Nintendo recently released the Wii Fit, which of course is designed to give you a way to have an at home workout and a general fun experience. Along the way to making yourself fit it tracks many things including your progress, what you've accomplished and your Body Mass Index. Telling someone their Body Mass Index isn't always a good idea, especially when you tell a 10 year old that she is obese. Typically, 10 year olds who are a bit hefty have to deal with classroom ridicule, automating that ridicule is something they just don't need.

The funny part about all of this is how irrelevant and how dated BMI measurements are. I personally am 5 foot 8 (stupid mother gave me the short gene) and somewhere between 165 and 170 pounds. I go to the gym 4 or 5 times a week, play softball / bball / flag football something year round. I consider myself to be in good shape. Other than my alcohol intake and the occasional shitty dining on the weekend I eat healthy as well. Yet when you plug in my BMI, I am considered overweight.

So lets take a look at some athletes to see how they stack up and just how poorly their bodies are.

Lisa Leslie: 6'5, 170: 20.2 Normal
Tayshaun Prince: 6'9, 215: 23.0 Normal
Diana Taurasi: 6'0, 172: 23.3 Normal
Roger Federer: 6'1 177: 23.3 Normal
Tiger Woods: 6'1, 185: 24.4 Normal (I have a difficult time believing either of Tiger or Federer's listed weight)
Michael Jordan: 6'6 216: 25.0 Overweight
Kevin Garnett: 6'11, 253: 25.8 Overweight
Lebron James: 6'8, 240: 26.4 Overweight
Tom Brady: 6'4 225: 27.4 Overweight
David Eckstein: 5'7 177: 27.7 Overweight (That 177 might be a lie)
David Ortiz: 6'4, 230: 28.0 Overweight (That 230 might be a lie)
Alex Rodriguez: 6'3 225: 28.1 Overweight
John Daly: 5'11 220: 30.7 Obese (220 in his dreams)
Shaq: 7'1 325: 31.6 Obese
Glenn Dorsey: 6'3 303: 38.9 Obese

Ok, maybe John Daly is obese, but Lebron, Jordan, KG and Arod are all overweight? That's a pretty laughable measurement system right there.

Comments

Anonymous said…
The military still uses this. I went in to MEPS at 5'7" 166 and if I weighed 4 more pounds I was ineligible for military service.
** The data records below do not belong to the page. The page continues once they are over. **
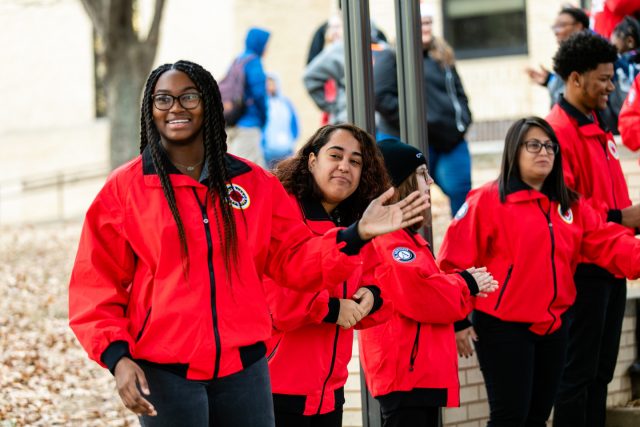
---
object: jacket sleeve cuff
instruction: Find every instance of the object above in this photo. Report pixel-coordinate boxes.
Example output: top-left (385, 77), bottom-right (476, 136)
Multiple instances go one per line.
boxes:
top-left (458, 270), bottom-right (480, 295)
top-left (364, 285), bottom-right (384, 316)
top-left (453, 317), bottom-right (473, 332)
top-left (100, 341), bottom-right (131, 374)
top-left (607, 209), bottom-right (622, 224)
top-left (336, 221), bottom-right (368, 255)
top-left (322, 297), bottom-right (340, 323)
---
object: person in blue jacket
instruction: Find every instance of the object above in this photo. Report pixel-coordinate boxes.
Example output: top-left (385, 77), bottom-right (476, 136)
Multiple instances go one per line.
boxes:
top-left (229, 28), bottom-right (270, 166)
top-left (262, 73), bottom-right (300, 168)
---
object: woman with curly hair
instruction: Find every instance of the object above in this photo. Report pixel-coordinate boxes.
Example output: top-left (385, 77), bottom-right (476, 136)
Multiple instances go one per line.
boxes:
top-left (69, 61), bottom-right (426, 427)
top-left (265, 124), bottom-right (390, 427)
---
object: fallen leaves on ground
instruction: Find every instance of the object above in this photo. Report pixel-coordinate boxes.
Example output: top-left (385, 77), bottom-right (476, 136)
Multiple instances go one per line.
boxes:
top-left (0, 224), bottom-right (138, 427)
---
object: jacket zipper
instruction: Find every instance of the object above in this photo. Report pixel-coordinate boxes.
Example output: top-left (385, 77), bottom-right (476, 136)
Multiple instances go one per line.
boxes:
top-left (135, 307), bottom-right (151, 342)
top-left (316, 281), bottom-right (347, 415)
top-left (538, 200), bottom-right (558, 335)
top-left (193, 188), bottom-right (222, 378)
top-left (602, 138), bottom-right (618, 209)
top-left (493, 264), bottom-right (513, 310)
top-left (267, 337), bottom-right (282, 362)
top-left (409, 322), bottom-right (422, 372)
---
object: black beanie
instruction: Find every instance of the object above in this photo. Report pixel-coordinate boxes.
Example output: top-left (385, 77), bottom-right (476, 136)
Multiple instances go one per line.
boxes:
top-left (378, 139), bottom-right (427, 187)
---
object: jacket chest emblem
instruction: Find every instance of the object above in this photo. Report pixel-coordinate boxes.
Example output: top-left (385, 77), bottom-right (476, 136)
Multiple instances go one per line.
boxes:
top-left (607, 139), bottom-right (620, 160)
top-left (558, 205), bottom-right (573, 224)
top-left (227, 184), bottom-right (251, 209)
top-left (454, 202), bottom-right (469, 221)
top-left (391, 246), bottom-right (416, 263)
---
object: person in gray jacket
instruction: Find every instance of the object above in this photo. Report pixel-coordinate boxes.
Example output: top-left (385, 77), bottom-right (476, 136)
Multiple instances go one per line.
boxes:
top-left (373, 4), bottom-right (471, 214)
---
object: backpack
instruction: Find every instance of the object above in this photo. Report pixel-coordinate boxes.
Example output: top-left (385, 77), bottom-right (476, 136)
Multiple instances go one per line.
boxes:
top-left (218, 55), bottom-right (255, 127)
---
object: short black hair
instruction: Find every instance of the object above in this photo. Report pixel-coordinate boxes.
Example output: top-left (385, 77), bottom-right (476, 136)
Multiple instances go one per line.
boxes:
top-left (558, 7), bottom-right (589, 30)
top-left (553, 31), bottom-right (618, 81)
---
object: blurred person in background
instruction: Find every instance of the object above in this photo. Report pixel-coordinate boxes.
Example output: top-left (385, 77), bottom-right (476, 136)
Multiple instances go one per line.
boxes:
top-left (228, 28), bottom-right (270, 167)
top-left (262, 73), bottom-right (300, 168)
top-left (526, 7), bottom-right (589, 107)
top-left (589, 0), bottom-right (640, 39)
top-left (602, 16), bottom-right (640, 135)
top-left (373, 3), bottom-right (471, 214)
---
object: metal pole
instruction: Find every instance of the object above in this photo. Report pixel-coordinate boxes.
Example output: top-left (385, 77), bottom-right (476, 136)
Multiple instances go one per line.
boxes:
top-left (342, 0), bottom-right (376, 135)
top-left (394, 0), bottom-right (433, 247)
top-left (342, 0), bottom-right (382, 427)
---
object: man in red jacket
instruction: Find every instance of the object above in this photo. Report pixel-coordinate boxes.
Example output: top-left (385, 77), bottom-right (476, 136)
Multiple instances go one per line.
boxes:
top-left (547, 32), bottom-right (640, 427)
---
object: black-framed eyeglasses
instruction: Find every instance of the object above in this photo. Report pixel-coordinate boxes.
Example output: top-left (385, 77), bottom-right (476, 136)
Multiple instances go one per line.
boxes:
top-left (153, 92), bottom-right (202, 111)
top-left (524, 139), bottom-right (560, 154)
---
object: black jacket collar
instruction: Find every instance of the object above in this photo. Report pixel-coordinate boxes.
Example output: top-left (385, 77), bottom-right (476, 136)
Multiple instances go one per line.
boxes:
top-left (142, 145), bottom-right (251, 179)
top-left (505, 176), bottom-right (557, 200)
top-left (299, 196), bottom-right (335, 222)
This is laughable; at the time I was running the two mile test consistently under 12 minutes, could squat 1.5x my body weight, bench 1.25x my body weight, and deadlift 2x my body weight.

Then after all the tests they told me that they wouldn't let me into an engineering unit but they would let me be a humvee gunner. No thanks, Uncle Sam.